Et comme la vie de ces animaux est habituellement de courte durée, chaque coquille représente une photo instantanée de la chimie de l'océan à ce moment.
Les coquilles d'animaux marins sont principalement composées de carbonate de calcium, le même minéral qui se trouve dans la craie et le marbre.
Il faut savoir que le CO2 qui se trouve dans l'eau dissout le carbonate de calcium, et qu’il affecte fort probablement la composition de la coquille sans la dissoudre.

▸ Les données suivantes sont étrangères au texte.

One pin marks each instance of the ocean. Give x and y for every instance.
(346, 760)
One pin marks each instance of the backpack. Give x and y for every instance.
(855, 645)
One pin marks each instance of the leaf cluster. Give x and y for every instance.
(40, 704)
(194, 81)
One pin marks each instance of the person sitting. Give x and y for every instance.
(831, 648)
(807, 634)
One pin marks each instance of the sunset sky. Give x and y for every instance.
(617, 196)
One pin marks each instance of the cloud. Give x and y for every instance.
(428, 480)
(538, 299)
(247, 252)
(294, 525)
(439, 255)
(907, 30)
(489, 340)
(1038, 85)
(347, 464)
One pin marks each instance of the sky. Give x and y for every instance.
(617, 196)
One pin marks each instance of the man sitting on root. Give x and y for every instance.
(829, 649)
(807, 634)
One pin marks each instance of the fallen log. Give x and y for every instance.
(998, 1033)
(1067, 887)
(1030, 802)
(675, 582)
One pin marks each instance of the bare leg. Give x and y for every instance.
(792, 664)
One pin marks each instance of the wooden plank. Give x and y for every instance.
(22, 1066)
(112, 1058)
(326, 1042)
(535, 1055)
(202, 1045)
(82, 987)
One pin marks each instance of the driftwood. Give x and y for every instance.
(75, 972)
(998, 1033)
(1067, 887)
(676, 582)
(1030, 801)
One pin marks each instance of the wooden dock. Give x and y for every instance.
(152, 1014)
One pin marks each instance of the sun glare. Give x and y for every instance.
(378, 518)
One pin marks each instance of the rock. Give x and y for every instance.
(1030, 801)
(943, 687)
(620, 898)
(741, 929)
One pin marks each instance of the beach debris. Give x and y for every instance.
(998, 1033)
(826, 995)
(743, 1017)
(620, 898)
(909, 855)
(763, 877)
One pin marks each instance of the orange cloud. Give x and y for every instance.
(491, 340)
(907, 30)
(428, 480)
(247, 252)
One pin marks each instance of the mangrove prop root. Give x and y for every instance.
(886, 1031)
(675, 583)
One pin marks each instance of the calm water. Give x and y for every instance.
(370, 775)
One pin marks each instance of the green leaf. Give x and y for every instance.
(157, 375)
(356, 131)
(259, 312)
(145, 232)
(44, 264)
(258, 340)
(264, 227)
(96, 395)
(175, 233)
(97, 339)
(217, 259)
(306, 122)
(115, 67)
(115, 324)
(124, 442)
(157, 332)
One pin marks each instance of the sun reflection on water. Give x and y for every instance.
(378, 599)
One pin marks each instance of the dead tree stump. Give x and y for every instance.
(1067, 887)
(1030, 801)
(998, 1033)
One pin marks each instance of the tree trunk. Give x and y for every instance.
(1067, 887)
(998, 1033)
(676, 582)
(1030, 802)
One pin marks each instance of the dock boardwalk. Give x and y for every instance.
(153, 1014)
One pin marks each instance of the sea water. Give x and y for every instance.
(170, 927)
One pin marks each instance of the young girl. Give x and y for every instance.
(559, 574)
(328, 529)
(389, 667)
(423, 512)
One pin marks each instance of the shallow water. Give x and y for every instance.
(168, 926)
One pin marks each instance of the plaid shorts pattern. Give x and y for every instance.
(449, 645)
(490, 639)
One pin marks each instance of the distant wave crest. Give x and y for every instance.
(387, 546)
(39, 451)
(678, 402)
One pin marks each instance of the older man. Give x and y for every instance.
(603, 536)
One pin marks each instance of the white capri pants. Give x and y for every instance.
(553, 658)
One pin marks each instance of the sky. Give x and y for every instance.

Un chercheur de l'Université Northwestern se tient sur la formation de Lopez de Bertodano, une région bien préservée et riche en fossiles de l'île Seymour en Antarctique.
Photo : Université Northwestern
Des empreintes du passé
L’équipe de recherche a analysé des coquillages prélevés dans la formation de Lopez de Bertodano, une région bien préservée et riche en fossiles de l'île Seymour, en Antarctique, à l’aide d’une technique qu’elle a elle-même créée, qui lui permet de séparer le calcium des autres éléments des coquillages, pour ensuite l'analyser avec un spectromètre de masse.
Nous pouvons mesurer les variations des isotopes du calcium avec une grande précision. Des variations isotopiques qui sont en quelque sorte des empreintes digitales qui nous aident à comprendre ce qui s'est passé.
Le résultat de ce travail a permis de découvrir des informations pour le moins surprenantes.
Nous nous attendions à trouver des changements dans la composition des coquilles, mais nous avons toutefois été surpris par la rapidité avec laquelle ces changements se sont produits
, poursuit M. Linzmeier.
Nous avons aussi été surpris de ne pas observer plus de changements associés au moment même de l'extinction.

Un fossile, prélevé en Antarctique, dans un laboratoire de l'Université Northwestern.
Photo : Université Northwestern
Le passé dans le futur
Le fait de comprendre comment la Terre a réagi par le passé au réchauffement extrême et à l’augmentation du CO2 peut, selon les chercheurs, nous aider à nous préparer à la façon dont la planète réagira aux changements climatiques actuels causés par l'humain.
Dans une certaine mesure, nous pensons que les anciens phénomènes d'acidification des océans sont indicateurs de ce qui se passe actuellement avec les émissions anthropiques de CO2.
Peut-être pouvons-nous utiliser ce travail comme un outil pour mieux prédire ce qui pourrait se passer à l'avenir. Le système terrestre est sensible aux ajouts importants et rapides de CO2, et les émissions actuelles auront des conséquences environnementales
, conclut M. Jacobson.
Le détail de ces travaux est publié dans la revue Geology (Nouvelle fenêtre) (en anglais).